Brown traces the dispute in the church through journals, sermons and teaching tracts, then weaves the data together into a narrative. Sermons in particular, with their direct moral instruction, served as “the hidden iceberg” to instruct and motivate people in gospel thinking. Generosity toward the poor, those unnoticed in civic generosity, became a focal point in the preaching and practice of the church.

The body of Brown’s book considers the great interpretive conflicts of the fourth century involving Augustine and Jerome. Through this period the “love of the city” was slowly displaced by “the love of the poor.” The radicality of this teaching “joined the very top of society to the very bottom,” so the “others” (beggars) came to be regarded as “brothers.” The effect was the imagination of a “spiritual efficacy” that implied “a joining of heaven and earth that a non-Christian would have perceived as utterly incongruous.”

The earthly notion of “commerce” and the heavenly notion of “gift” converged in a witness to the materiality of faith that has very old biblical roots. The outcome was that care for the poor came to be seen as an act of “supernatural communion” in which gifts to the poor were considered “loans to God.”

Brown offers rich documentation of the preaching and teaching that produced this radical sensibility. Ambrose, with fearless passion, condemned avarice as “the root of all evil.” His exposition of the tale of Naboth’s vineyard was a direct challenge to the rich landowners in Milan. Jerome held uncompromisingly to an ascetic ideal and eschewed accumulation of wealth.

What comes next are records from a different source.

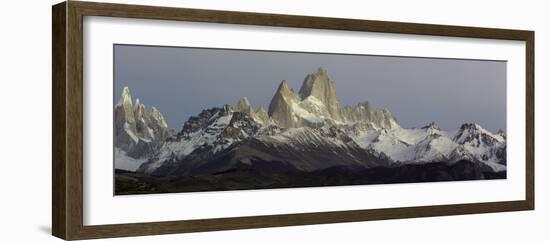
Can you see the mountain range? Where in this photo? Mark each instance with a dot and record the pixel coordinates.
(304, 134)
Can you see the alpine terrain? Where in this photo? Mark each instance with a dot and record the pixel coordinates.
(302, 139)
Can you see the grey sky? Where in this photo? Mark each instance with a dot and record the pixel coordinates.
(181, 82)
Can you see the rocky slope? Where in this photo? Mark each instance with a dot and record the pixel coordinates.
(304, 132)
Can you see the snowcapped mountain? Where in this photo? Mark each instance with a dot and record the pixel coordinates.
(305, 132)
(138, 132)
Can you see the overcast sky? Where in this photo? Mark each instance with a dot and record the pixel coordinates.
(181, 82)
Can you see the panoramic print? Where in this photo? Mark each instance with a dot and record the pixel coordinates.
(201, 119)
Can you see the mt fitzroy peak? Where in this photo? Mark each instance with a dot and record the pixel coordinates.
(305, 132)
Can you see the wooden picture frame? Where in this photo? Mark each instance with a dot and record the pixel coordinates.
(67, 150)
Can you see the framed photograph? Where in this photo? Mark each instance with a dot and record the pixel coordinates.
(171, 120)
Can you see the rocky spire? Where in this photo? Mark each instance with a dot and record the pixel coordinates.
(280, 108)
(243, 106)
(136, 129)
(158, 117)
(262, 116)
(126, 103)
(322, 87)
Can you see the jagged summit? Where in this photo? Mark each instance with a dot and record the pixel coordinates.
(305, 131)
(136, 129)
(322, 87)
(431, 125)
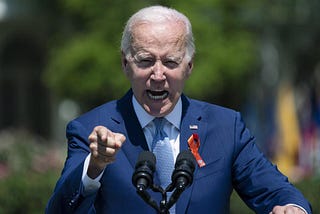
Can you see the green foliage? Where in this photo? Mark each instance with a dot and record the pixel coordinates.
(26, 192)
(86, 66)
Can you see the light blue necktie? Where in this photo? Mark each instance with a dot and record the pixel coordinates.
(161, 147)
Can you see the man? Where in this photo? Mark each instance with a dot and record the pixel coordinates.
(104, 144)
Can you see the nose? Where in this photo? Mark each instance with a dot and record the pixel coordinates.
(158, 71)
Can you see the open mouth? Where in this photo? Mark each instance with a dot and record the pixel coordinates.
(157, 95)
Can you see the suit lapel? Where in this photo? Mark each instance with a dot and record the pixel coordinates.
(191, 123)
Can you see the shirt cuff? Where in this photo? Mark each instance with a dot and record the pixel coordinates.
(304, 210)
(89, 185)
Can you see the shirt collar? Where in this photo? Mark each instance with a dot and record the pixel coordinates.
(144, 118)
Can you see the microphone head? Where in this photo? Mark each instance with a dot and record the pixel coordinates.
(142, 177)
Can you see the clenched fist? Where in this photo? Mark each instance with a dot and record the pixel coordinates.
(104, 145)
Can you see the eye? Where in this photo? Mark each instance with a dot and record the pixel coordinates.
(145, 62)
(171, 64)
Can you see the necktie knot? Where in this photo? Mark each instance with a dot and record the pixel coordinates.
(162, 149)
(159, 134)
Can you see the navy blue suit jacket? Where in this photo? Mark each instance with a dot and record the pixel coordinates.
(232, 159)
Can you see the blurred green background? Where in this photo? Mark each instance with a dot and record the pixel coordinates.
(60, 58)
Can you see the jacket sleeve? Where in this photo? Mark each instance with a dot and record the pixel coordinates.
(68, 194)
(259, 183)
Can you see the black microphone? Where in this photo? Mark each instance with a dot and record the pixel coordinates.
(182, 176)
(142, 178)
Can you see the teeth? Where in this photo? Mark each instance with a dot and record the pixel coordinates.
(157, 95)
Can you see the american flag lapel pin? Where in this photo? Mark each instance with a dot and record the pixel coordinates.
(193, 127)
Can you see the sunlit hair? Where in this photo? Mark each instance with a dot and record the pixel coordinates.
(157, 14)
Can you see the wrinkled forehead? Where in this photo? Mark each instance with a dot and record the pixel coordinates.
(160, 35)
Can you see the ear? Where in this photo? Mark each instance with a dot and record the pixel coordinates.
(189, 68)
(124, 62)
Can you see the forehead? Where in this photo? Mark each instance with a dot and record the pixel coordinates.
(159, 37)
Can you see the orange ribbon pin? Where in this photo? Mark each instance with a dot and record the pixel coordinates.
(194, 144)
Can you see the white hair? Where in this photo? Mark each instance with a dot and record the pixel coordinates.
(157, 14)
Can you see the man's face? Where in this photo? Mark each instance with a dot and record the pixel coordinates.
(158, 67)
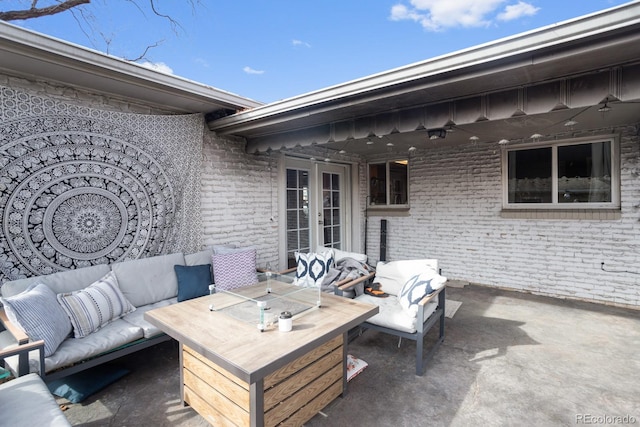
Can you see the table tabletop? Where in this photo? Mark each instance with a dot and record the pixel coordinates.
(239, 346)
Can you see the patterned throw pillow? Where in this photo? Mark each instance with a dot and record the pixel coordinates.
(38, 313)
(236, 269)
(417, 287)
(312, 267)
(95, 306)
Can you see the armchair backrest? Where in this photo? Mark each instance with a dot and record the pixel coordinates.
(392, 275)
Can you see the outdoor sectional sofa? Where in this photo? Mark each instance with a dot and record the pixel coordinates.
(146, 283)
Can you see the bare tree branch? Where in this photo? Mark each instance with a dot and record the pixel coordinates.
(34, 12)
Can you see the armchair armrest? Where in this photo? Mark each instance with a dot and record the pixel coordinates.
(345, 285)
(431, 296)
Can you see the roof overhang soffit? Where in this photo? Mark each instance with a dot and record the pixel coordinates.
(618, 84)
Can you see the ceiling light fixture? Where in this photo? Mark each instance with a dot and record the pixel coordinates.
(436, 133)
(604, 108)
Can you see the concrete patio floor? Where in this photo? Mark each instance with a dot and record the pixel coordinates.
(507, 359)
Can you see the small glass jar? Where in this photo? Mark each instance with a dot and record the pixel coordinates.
(285, 322)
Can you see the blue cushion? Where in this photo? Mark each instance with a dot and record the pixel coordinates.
(77, 387)
(193, 280)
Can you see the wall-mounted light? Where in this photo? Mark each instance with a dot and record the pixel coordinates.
(604, 108)
(436, 133)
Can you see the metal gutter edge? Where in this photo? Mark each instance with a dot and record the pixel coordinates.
(548, 36)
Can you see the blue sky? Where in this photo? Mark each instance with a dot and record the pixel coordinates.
(269, 50)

Along with noting these great teachers, Brown considers Paulinus—a new entry for many of us—who wrote an annual poem for the Festival of St. Felix. Paulinus’s poetry stressed the “mystical symbiosis” between rich and poor. His exposition of the parable of the rich man and Lazarus is presented as an alternative mode of social relationships—the rich man might have escaped punishment had he given alms to Lazarus instead of being totally absorbed in himself.

This testimony to the gospel’s radical claim on money was intense and constant, according to Brown’s narrative. But of course there was a vigorous countertheme as well. Not surprisingly, Augustine lived in a world of social realism and judged that such a radical posture was unsustainable in a church peopled by the wealthy. He transposed the issue of “rich and poor” into “rich and wise,” so wealth itself did not come under judgment as it did in the passion of Ambrose and the asceticism of Jerome. What mattered to Augustine was the deployment of wealth in a way that could be good.

This departure should be noted for what it is: a characteristic move in the church’s long history of accommodation. Brown comments: “Augustine rendered wealth unproblematic because its origins were held to be opaque. Like grace itself, wealth was a phenomenon Augustine had removed from human scrutiny.” In keeping with Augustine’s familiar categories, pride, not wealth, was the problem. This interpretive maneuver sounds like a later maneuver by Calvin, who accommodated his mercantilist constituency by approving the charging of interest on loans.

As Brown nears the end of his chronological period, he demonstrates the way in which the weight of wealth decisively moved the church toward an accommodationist perspective. While the great teachers and bishops summoned believers to radical obedience, in the long run that radicality was siphoned off into an effort for “the next world.” With considerable theological support, the wealthy turned their attention from the materiality of social relationships to a spirituality for the next life. Priests were made other by celibacy, by different appearance, and by being cast in a zone apart from materiality.

One can see in Brown’s narrative that the disputes of the fourth century stand between the old civic generosity and a new concern for otherworldliness. Perhaps that transitory radicality could not be sustained. But it has bequeathed to the church a “conglomerate of notions” that link the wealth of the church, the care of the poor and the fate of the soul.

These ancient issues continue to haunt the church. There is still a needle’s eye and a host of camels in waiting. Reading Brown’s elegant review requires hard work, but such hard work may give us critical perspective on our own too-easy accommodations.